Das BMF wird gemäß § 122 Abs. 2 Satz 3 FGO zum Beitritt aufgefordert, um zu der Frage Stellung zu nehmen, ob und inwieweit aufgrund des Internationalen Privatrechts und/oder des Gemeinschaftsrechts der Begriff der gesetzlichen Unterhaltspflicht im Rahmen des § 33a Abs. 1 EStG in der ab 1. Januar 1996 geltenden Fassung eine Erweiterung erfährt.

EStG § 33a Abs. 1

Beschluss vom 8. März 2001 - III R 53/98 -

Vorinstanz: FG Bremen (EFG 1999, 70)


Gründe

I. Sachverhalt

1. Der Kläger und Revisionskläger (Kläger) überwies im Streitjahr (1996) ... DM an seine in der Türkei lebende Schwägerin und deren (im Streitjahr 24, 19 und 17 Jahre alte) Kinder für deren Unterhalt. In seiner Einkommensteuererklärung machte er diese Aufwendungen als außergewöhnliche Belastung ("Unterhalt für bedürftige Angehörige") geltend. Der Beklagte und Revisionsbeklagte (das Finanzamt --FA--) ließ die Aufwendungen --auch im Einspruchsverfahren-- nicht zum Abzug zu. Es verwies dazu auf die gesetzliche Neuregelung in § 33a Abs. 1 Satz 1 des Einkommensteuergesetzes (EStG) i.d.F. des Jahressteuergesetzes 1996 vom 11. Oktober 1995 (BGBl I, 1250) --JStG 1996--, nach der nur noch Unterhaltsaufwendungen an gesetzlich unterhaltsberechtigte Personen zu berücksichtigen seien.

Die Klage, mit der sich der Kläger darauf berief, dass seine Schwägerin und deren Kinder nach dem frühen Tod seines Bruders mittellos gewesen seien, hatte ebenfalls keinen Erfolg. Das Finanzgericht (FG) führte zur Begründung seines in Entscheidungen der Finanzgerichte (EFG) 1999, 70 veröffentlichten Urteils im Wesentlichen aus: Der Gesetzgeber habe durch Art. 1 Nr. 33 JStG 1996 die gesetzliche Regelung des § 33a Abs. 1 Satz 1 EStG dahin geändert, dass nur noch Aufwendungen für den Unterhalt gesetzlich unterhaltsberechtigter Personen berücksichtigt werden dürften. Wer zu diesem Personenkreis gehöre, richte sich nach inländischen zivilrechtlichen Maßstäben, nämlich den Vorschriften des Bürgerlichen Gesetzbuches (BGB). Weder die Schwägerin noch deren Kinder gehörten zu diesem Personenkreis.
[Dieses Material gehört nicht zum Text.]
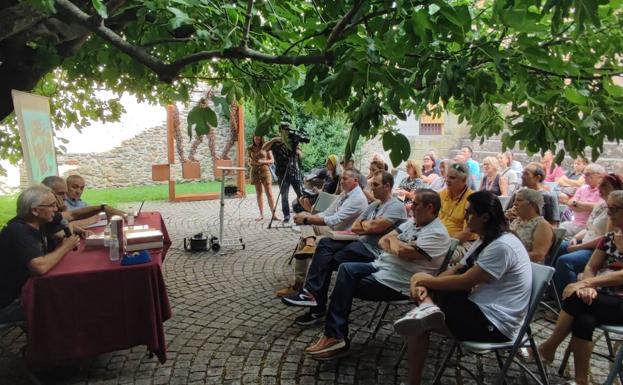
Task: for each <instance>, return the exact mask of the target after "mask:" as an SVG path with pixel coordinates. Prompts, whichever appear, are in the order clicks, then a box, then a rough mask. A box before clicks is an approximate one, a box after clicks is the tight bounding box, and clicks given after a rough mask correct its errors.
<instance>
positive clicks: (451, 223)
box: [439, 163, 476, 263]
Die vom Kläger unterstützten Personen gehörten auch nicht zu den in § 33a Abs. 1 Satz 2 EStG genannten, den gesetzlich unterhaltsberechtigten Personen "gleichgestellten Personen". Darauf, ob die Aufwendungen dem Kläger zwangsläufig erwachsen seien, komme es daher nicht mehr an.

Die Unterhaltsaufwendungen könnten auch nicht nach § 33 EStG berücksichtigt werden. Denn der Abzug von Unterhaltsaufwendungen sei durch § 33a EStG abschließend geregelt, wie sich aus § 33a Abs. 5 EStG ergebe. Die Regelung des § 33a Abs. 5 EStG sei nach der Rechtsprechung des Bundesfinanzhofs (BFH) verfassungsgemäß (Hinweis auf das Urteil vom 26. Juni 1992 III R 8/91, BFHE 169, 37, BStBl II 1993, 278).

Mit seiner --vom Senat zugelassenen-- Revision rügt der Kläger die Verletzung materiellen Rechts. Zum einen sei die vom FG der Entscheidung zugrunde gelegte Regelung in § 33a Abs. 1 Satz 1 EStG verfassungswidrig, zum anderen habe das FG den § 33a Abs. 1 Satz 2 EStG unzutreffend ausgelegt. Er führt u.a. aus, es verstoße gegen den Gleichheitsgrundsatz des Art. 3 des Grundgesetzes (GG), wenn Leistungen an unterhaltsberechtigte Personen Berücksichtigung fänden, während Zahlungen an die weitere Verwandtschaft steuerrechtlich unbeachtlich seien, obwohl der Leistende in gleichem Maße belastet sei. Ferner werde der Grundsatz verletzt, den Steuerbürger nur unter Beachtung seiner Leistungsfähigkeit durch Abgaben zu belasten. Seine, des Klägers, Leistungsfähigkeit werde maßgeblich durch die Zahlungen an die Schwägerin und deren Kinder geprägt, so dass diese Belastung auch bei der Ermittlung seiner Steuerschuld zu berücksichtigen sei. Bei den strittigen Unterstützungszahlungen handele es sich um Aufwendungen, die notwendig seien, um die in der Türkei lebenden Angehörigen wegen des dort fehlenden Sozialsystems vor der Verelendung zu bewahren. Die Regelung in § 33a Abs. 1 Satz 1 EStG trage auch den sozialen Bindungen innerhalb der Familie, die gemäß Art. 6 GG unter dem besonderen Schutz der staatlichen Ordnung stehe, nicht in ausreichendem Maße Rechnung. Familiäre Bindungen und damit verbundene sittliche und moralische Verpflichtungen bestünden auch zu Mitgliedern, die nicht unmittelbar nach deutschem Zivilrecht unterhaltsberechtigt seien.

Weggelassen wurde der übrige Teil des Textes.